Marc-Antoine Thibeault a toujours rêvé de se produire à New York. Depuis les dernières années, il a multiplié ses performances sur les scènes et dans les clubs new-yorkais. Il y a même habité pendant 3 mois, à l’été 2022. « Je pense que tu dois provoquer ta chance dans la vie. Je voulais le faire, j’ai fait tout ce qu’il fallait pour y arriver et j’ai réussi. C’était une case de plus à cocher sur ma wish list. J’ai adoré ça ». Il a tout autant rêvé de Miami, où il a pu se produire à 4 reprises en 2023. Récemment, son passage au MTelus à Montréal n’est pas passé inaperçu.

Un conseil

« Spontanément, je pense à un conseil récurrent dans cette industrie : ne fais pas trop le party! Est-ce que je l’ai suivi? Vraiment pas toujours! », dit celui qui se concerne nettement plus sur sa santé physique… et mentale. En terminant, on aborde le sujet de l’authenticité et de l’importance de rester connectés à ce que l’on est. « Ce n’est pas propre à la musique électronique, mais c’est fou à quel point on croise des DJ dont l’ego est démesuré. Les demandes de ces artistes dans les loges, je pense au catering, sont insensées.
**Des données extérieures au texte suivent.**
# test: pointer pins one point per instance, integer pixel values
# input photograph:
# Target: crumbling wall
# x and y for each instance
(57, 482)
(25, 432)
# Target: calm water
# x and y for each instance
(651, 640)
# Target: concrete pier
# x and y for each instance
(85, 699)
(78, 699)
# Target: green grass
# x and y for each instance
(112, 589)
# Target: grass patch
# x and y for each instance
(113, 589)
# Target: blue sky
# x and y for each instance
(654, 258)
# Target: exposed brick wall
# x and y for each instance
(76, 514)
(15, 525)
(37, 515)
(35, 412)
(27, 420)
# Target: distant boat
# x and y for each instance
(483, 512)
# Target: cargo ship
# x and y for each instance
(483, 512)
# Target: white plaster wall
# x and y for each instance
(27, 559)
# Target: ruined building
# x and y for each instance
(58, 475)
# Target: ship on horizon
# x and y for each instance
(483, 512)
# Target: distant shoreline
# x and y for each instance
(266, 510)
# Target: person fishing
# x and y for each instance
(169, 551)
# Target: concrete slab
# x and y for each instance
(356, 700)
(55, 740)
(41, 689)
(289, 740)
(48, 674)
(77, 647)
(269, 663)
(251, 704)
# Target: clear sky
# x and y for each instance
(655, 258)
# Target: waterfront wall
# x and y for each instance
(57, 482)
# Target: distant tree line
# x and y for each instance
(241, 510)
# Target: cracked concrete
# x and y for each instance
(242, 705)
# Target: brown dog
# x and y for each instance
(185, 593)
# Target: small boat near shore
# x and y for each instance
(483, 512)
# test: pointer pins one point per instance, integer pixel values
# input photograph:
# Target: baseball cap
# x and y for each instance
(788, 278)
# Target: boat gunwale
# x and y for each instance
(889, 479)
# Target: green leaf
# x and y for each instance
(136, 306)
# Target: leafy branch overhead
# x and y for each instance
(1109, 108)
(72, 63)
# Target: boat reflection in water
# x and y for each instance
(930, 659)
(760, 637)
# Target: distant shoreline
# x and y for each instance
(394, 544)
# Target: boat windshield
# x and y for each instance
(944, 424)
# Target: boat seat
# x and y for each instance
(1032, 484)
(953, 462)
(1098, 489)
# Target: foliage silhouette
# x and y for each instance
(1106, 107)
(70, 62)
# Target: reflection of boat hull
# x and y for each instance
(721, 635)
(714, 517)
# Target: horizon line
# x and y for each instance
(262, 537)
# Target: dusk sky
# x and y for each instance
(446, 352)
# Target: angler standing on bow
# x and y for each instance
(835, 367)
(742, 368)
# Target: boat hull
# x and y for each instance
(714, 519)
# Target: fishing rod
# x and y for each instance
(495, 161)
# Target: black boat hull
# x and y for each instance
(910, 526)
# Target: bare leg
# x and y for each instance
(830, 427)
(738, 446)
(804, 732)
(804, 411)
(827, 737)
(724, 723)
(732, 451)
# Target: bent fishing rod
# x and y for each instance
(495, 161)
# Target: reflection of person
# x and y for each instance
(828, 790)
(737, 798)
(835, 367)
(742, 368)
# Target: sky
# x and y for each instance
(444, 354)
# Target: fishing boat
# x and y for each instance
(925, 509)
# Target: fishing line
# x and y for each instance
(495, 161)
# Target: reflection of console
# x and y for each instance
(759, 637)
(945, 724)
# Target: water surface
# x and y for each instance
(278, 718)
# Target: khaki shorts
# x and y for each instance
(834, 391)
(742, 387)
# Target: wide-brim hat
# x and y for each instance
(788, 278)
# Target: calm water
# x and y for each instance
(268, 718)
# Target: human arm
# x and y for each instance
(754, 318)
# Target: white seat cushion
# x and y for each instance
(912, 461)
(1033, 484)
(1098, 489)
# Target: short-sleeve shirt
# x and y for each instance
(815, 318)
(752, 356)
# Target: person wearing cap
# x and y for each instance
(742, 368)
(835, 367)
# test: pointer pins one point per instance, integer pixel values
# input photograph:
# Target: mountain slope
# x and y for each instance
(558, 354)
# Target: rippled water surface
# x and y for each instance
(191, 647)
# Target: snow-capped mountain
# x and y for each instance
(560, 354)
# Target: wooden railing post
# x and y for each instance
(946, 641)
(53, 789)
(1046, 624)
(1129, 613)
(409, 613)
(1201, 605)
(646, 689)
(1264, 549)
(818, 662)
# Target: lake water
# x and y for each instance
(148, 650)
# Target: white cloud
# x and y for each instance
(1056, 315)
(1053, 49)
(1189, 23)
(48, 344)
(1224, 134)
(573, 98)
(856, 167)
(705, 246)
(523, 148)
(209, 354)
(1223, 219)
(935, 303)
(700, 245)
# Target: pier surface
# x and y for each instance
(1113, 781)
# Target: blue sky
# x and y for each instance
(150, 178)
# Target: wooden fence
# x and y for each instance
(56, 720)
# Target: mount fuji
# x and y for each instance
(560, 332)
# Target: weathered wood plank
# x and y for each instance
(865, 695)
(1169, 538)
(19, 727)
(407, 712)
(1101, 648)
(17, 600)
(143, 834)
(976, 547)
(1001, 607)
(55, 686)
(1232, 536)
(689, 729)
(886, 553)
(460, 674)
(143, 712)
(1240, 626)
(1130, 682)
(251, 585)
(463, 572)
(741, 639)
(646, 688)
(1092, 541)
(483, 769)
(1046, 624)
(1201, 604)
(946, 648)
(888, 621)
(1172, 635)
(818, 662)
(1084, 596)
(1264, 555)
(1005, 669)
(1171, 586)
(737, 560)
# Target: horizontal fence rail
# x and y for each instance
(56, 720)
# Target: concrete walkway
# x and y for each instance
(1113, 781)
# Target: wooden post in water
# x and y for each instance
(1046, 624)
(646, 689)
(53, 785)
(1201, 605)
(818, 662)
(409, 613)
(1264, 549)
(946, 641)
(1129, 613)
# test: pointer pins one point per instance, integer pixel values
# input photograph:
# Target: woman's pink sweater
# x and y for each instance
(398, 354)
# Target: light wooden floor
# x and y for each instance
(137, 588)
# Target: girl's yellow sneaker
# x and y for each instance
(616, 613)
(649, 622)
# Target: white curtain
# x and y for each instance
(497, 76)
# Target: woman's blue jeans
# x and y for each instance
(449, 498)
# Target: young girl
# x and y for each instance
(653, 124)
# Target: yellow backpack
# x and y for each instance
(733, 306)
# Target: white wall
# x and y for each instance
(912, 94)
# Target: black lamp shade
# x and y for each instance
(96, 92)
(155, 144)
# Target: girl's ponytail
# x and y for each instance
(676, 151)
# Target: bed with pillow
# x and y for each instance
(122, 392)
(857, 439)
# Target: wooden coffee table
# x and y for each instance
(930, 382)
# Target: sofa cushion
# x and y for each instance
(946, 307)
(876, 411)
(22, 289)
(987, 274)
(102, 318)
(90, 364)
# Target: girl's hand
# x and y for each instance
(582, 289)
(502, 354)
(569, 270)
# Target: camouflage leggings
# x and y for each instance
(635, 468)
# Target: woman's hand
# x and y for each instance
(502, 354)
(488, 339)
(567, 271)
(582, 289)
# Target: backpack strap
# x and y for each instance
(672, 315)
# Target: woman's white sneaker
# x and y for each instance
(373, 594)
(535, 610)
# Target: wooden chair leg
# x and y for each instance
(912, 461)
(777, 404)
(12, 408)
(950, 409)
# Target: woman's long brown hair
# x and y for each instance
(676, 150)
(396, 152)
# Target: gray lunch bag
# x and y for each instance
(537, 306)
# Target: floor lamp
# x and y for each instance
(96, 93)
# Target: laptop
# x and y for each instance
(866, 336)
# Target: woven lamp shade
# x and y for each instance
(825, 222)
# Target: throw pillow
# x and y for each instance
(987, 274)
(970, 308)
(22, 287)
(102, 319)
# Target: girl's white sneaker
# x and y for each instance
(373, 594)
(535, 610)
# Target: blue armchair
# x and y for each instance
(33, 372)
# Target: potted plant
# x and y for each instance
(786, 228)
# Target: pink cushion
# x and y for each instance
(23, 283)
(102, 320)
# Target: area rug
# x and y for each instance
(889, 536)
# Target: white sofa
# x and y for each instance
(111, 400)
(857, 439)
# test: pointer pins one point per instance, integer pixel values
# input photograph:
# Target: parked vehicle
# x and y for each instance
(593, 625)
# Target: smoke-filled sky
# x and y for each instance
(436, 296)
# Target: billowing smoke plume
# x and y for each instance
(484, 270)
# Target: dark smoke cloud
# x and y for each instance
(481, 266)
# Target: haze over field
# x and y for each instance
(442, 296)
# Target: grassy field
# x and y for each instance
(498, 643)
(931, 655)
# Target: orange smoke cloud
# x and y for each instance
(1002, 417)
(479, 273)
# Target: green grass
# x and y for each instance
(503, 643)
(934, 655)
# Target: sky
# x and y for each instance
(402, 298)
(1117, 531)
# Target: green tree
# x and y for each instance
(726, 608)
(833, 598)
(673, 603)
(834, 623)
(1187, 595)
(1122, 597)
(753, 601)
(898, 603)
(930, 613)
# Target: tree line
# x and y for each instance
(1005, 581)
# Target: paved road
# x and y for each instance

Un artiste comme David Guetta est encore au sommet de la gloire et lorsqu’on l’a rencontré aux États-Unis, j’avais l’impression que je rencontrais un gars dans un pub que je connaissais depuis des années. Il est d’une immense générosité. Au Québec, à l’inverse, on croise des artistes qui sont complètement déconnectés! », lance-t-il. Comme quoi la capacité de garder les deux pieds sur terre n’est pas donnée à tous… et ça se voit.

Si je retiens un seul mot de cet échange, c’est probablement le « respect ». Lucky Rose, c’est l’histoire de deux artistes qui unissent leurs forces et exploitent leurs talents, c’est une petite PME qui a un plan d’affaires assez défini, ce sont deux amis qui ont appris que leur parcours repose sur la communication et un « show man » sur scène dont le besoin de garder les deux pieds sur terre et de s’aérer l’esprit par le sport et la famille est vital. Est-ce la clé du succès? Ces ingrédients sont-ils les meilleurs éléments pour favoriser la longévité d’un artiste? On a promis de se donner rendez-vous dans 10 ans pour répondre à ces questions.